As they walked in tandem either side of the barbed wire, Tiney said, ‘I’m searching for my cousin’s grave. He’s buried here.’

‘My cousin is here too.’

The woman stopped at a small break in the hedge and then, wrapping her shawl around her hand, she pushed aside a large coil of barbed wire and gestured for Tiney to climb through.

‘My cousin, my brothers and my son are all in Belgian soil,’ said the woman, offering her hand to Tiney as she clambered up the verge. ‘There are more than a million German men and boys in Flanders fields.’

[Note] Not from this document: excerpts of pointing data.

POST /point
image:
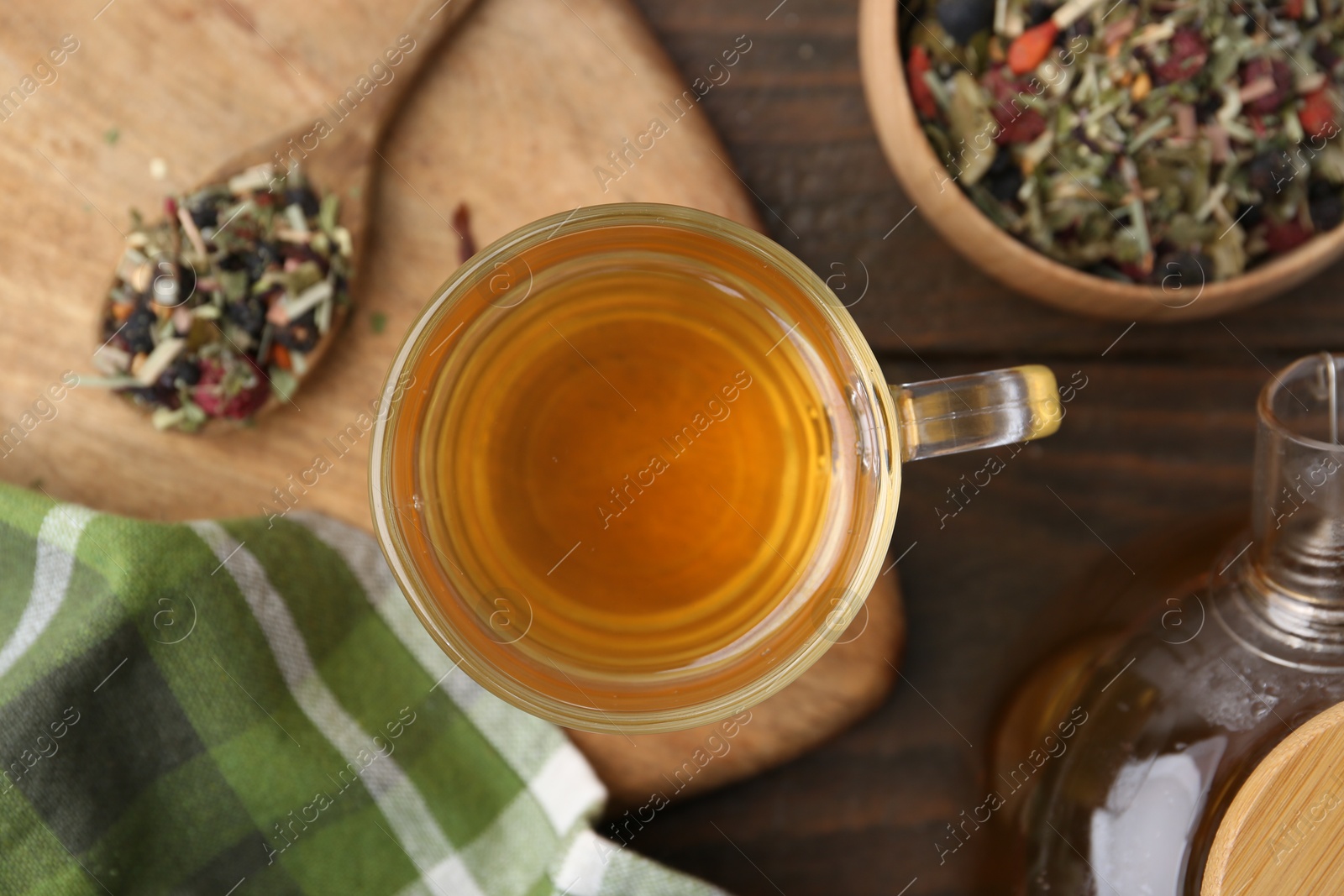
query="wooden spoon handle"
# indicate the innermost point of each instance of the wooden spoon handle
(421, 35)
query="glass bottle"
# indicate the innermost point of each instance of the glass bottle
(1131, 748)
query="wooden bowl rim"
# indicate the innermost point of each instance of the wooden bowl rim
(1012, 262)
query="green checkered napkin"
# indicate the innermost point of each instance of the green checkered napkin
(239, 708)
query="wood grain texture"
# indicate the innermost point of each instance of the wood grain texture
(1284, 833)
(512, 118)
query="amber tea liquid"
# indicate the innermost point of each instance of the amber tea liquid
(633, 465)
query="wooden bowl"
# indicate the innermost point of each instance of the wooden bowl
(1015, 264)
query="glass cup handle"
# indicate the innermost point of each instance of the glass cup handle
(976, 411)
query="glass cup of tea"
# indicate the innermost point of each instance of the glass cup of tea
(638, 468)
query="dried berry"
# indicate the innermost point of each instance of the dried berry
(964, 19)
(1270, 81)
(1326, 204)
(1158, 134)
(234, 392)
(1285, 237)
(192, 340)
(1032, 47)
(1269, 172)
(1317, 114)
(139, 331)
(920, 92)
(248, 313)
(300, 335)
(1189, 55)
(1005, 177)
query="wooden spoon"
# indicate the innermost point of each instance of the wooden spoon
(336, 156)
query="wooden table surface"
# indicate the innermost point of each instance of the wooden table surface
(1163, 429)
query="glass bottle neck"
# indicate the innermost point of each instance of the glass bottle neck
(1292, 577)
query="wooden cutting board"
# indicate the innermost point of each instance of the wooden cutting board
(514, 120)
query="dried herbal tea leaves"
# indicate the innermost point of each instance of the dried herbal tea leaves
(1139, 139)
(218, 308)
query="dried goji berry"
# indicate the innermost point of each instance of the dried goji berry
(1032, 47)
(920, 90)
(1317, 114)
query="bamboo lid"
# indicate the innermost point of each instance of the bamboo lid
(1284, 833)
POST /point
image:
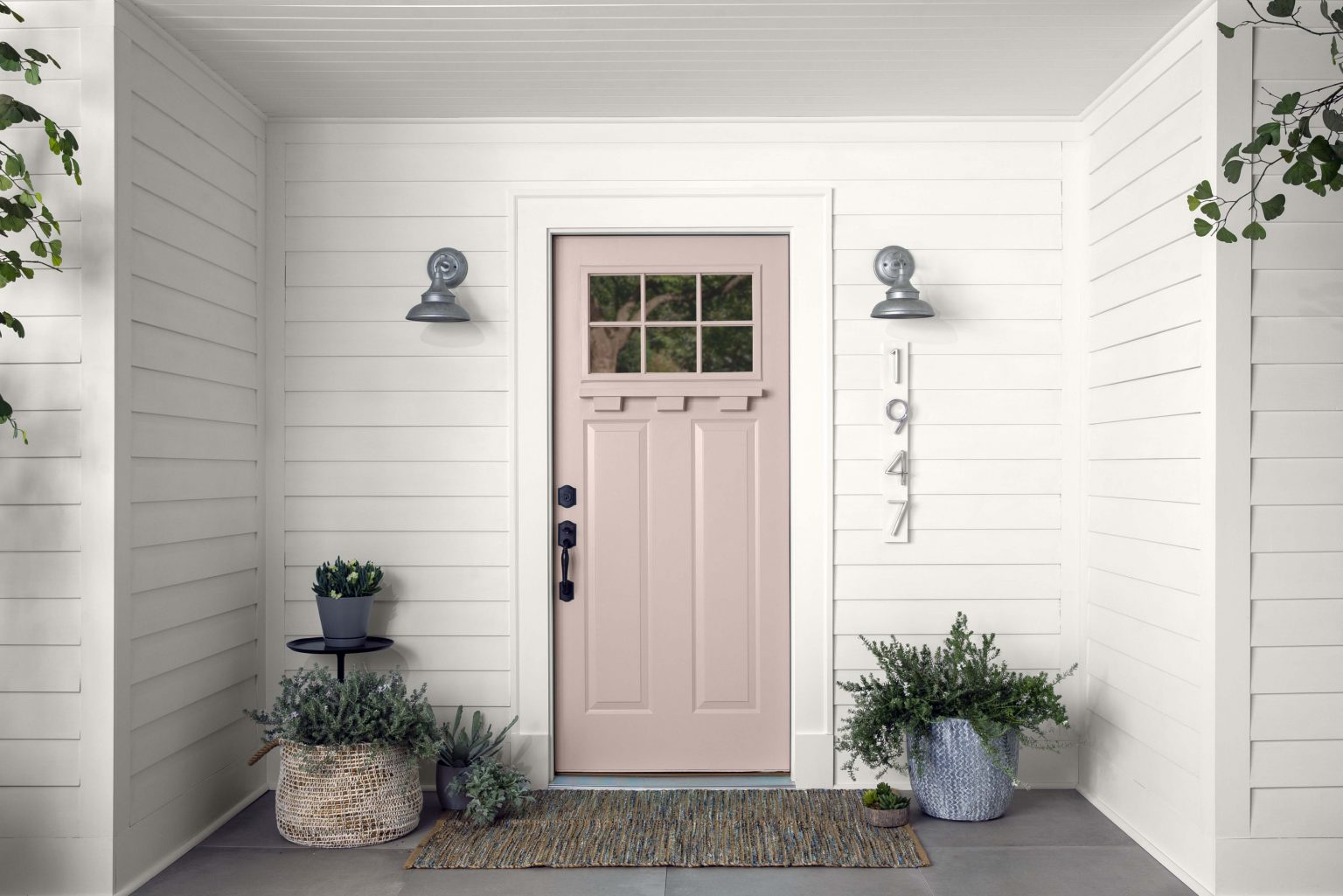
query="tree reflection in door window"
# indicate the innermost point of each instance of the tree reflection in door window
(671, 323)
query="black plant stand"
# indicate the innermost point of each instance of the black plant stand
(318, 645)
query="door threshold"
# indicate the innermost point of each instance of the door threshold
(672, 782)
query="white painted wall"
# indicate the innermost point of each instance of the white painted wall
(55, 730)
(1147, 608)
(192, 210)
(1293, 843)
(396, 437)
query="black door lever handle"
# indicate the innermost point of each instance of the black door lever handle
(568, 538)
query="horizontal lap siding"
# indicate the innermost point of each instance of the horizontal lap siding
(40, 488)
(1297, 523)
(1143, 398)
(195, 608)
(396, 434)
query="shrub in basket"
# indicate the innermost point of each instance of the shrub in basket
(954, 718)
(350, 750)
(460, 750)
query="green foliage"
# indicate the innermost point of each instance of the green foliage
(316, 710)
(338, 580)
(493, 788)
(22, 208)
(882, 797)
(1310, 122)
(461, 747)
(917, 687)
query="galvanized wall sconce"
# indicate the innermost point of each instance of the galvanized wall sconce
(894, 265)
(438, 304)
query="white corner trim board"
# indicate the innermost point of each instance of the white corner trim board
(804, 215)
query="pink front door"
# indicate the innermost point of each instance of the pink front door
(672, 426)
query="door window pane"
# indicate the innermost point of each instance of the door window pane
(669, 297)
(727, 297)
(672, 350)
(727, 350)
(614, 350)
(614, 297)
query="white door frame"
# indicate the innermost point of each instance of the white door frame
(804, 215)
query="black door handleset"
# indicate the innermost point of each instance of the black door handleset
(567, 536)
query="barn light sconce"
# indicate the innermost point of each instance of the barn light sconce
(894, 265)
(438, 302)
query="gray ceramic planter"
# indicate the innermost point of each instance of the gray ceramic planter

They walked together through the graves, both glancing from side to side to scan the tin nameplates tacked to the base of the crosses.

‘My cousin died in the first battle of Ypres in 1915,’ said Tiney.
‘My brother died in the Somme. I’ve already been there to find his grave.’

‘My husband died in the Somme. I’ve come to Belgium to find my cousin and my brothers, but especially to find my boy, my only son. He went missing in action in 1915. He was only eighteen. But you know, all these years, since he died, I can never feel he’s truly dead. Perhaps missing in action might mean he lost his memory and came to live among the people here. Sometimes, I dream that he is living in Belgium. Perhaps he has a Belgian wife and a little child.’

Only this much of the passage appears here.